She angles her face toward me, her small frown carrying a dozen silent questions of its own. I fear she might leave it at that, decide I’m not worth the effort.
Instead, she mutters, “Now I’m curious about what you’ll ask.”
I want to rock her boat, to know she has skin in the game, too. So, I destabilize her. “The first question is yours.”
Josie doesn’t speak right away. She fixates on a spot somewhere past me, her fingers absently tracing the rim of her water glass.
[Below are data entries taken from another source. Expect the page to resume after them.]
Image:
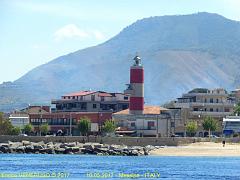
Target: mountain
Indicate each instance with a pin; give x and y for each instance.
(178, 53)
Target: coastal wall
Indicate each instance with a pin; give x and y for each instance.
(134, 141)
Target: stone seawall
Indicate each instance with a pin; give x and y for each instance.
(130, 141)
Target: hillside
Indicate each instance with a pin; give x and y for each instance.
(178, 52)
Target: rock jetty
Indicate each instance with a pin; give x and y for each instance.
(73, 148)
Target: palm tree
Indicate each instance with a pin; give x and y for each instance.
(209, 124)
(191, 128)
(84, 125)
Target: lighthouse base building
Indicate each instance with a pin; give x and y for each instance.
(140, 120)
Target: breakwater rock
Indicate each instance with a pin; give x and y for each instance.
(73, 148)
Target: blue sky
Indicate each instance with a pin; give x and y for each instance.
(35, 32)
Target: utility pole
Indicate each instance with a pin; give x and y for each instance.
(70, 129)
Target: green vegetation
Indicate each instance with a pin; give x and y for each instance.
(191, 128)
(6, 128)
(237, 109)
(16, 131)
(109, 126)
(44, 128)
(84, 126)
(27, 128)
(209, 124)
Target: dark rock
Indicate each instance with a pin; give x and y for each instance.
(29, 149)
(60, 151)
(5, 149)
(20, 149)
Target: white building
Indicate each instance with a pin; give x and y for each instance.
(231, 125)
(19, 119)
(153, 122)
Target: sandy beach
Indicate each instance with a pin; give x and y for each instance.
(199, 149)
Then, as casually as if she were asking me what I thought of the weather, she says, “What’s your biggest regret?”
The question punches me straight in the solar plexus. A dozen possible answers rush through my mind—choices I’ve made, paths I’ve taken, things I’ve lost. But as I look at Josie, there’s only one true answer.
19
JOSIE
The silence stretches endlessly, each second folding into the next as I wait for his answer.
“Not getting divorced sooner,” Dorian replies, blue eyes on me.
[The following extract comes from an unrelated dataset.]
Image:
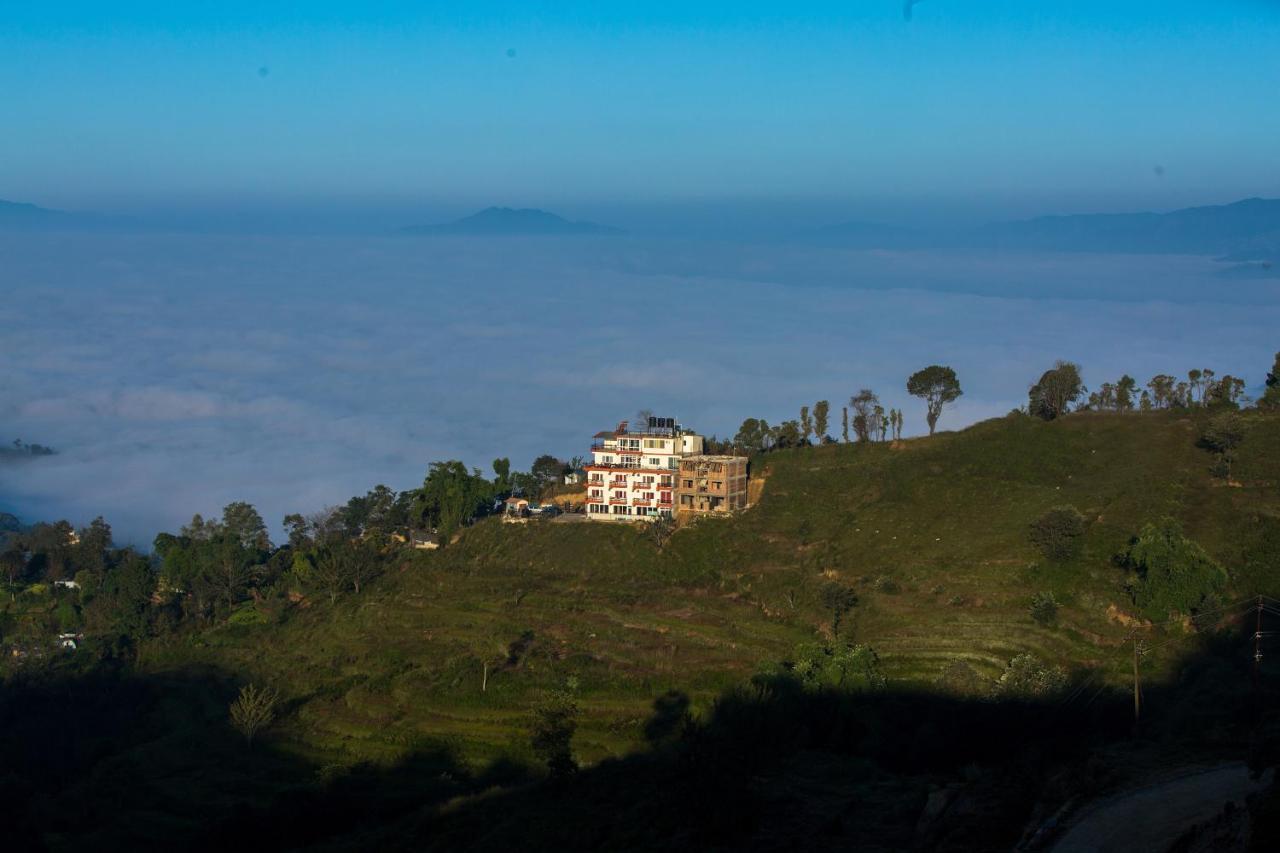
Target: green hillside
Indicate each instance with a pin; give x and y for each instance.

The admission carves into the stillness between us. The words settle in my soul like an uninvited guest I’ve no idea how to greet. Keep quiet and pretend not to be home? Bar the door and send them away? Or throw it wide open and let them in?
A high, invisible pressure vibrates in the space separating us.
Heart thumping, I ask him, “Why?”
Dorian smirks, eyes crinkling. “You already used your question, Josie.”
“What?” I blink, taken aback. “That’s ridiculous. I don’t get a follow-up?”
My muscles tense, the need for answers coiling in my stomach painfully tight. But Dorian seems entirely unfazed by my protest. His smirk lingers as he calmly shrugs. “I’m only following the rules.”
I scowl. “You mean the made-up rules of your made-up game?”
He watches me squirm with infuriating ease, as if this is just another move in a match he already knows he’ll win.
“Rules are rules.”
“Go ahead, Rule Police, ask your question.” I gesture impatiently.
“Have you thought about me this past year?”
I cross my arms, straightening my posture, and meet his gaze, keeping my answer minimal. “I have.”
A flicker of satisfaction warms me, knowing the simplicity of my response will frustrate him right back. But instead of conceding, he appears more satisfied than before, his grin broadening, making me second-guess my advantage.
“Touché.”
It’s my turn again, and I don’t hesitate. “Why did you wish you’d gotten divorced sooner?” I drop the question and wait for an answer that could change everything.
This time, he doesn’t deflect. He pins me down with a stare as he tells me, “So I would’ve been unattached when I met you. So, I could’ve kissed you that night.”
The words detonate in my mind, scattering every carefully stacked barrier, dragging me back to the hours in the elevator in vivid detail. The press of the metal walls boxing us in, the flicker of the emergency light, the faint scent of leather and forest that was undeniably his.
But more intense than anything else are the memories of his silences, how he’d looked at me like he had a secret he couldn’t share. Only now do I realize that the suspension between us hadn’t been indecision; it had been restraint.
The memory isn’t soft; it’s a jagged pull, cutting me open with everything we didn’t do, didn’t say. I grasp the blanket, crushed by what-ifs. I don’t know what to do with this new knowledge, this revelation that’s repainting the edges of what I thought was possible. My heart is doing painful kung fu moves in my chest, torn between the thrill of his words and the fear of letting myself believe them.
I tap my foot on the ground. It’s the only movement I allow myself while I fight the tide of uncertainty so it won’t swallow me whole. “You wanted to kiss me?”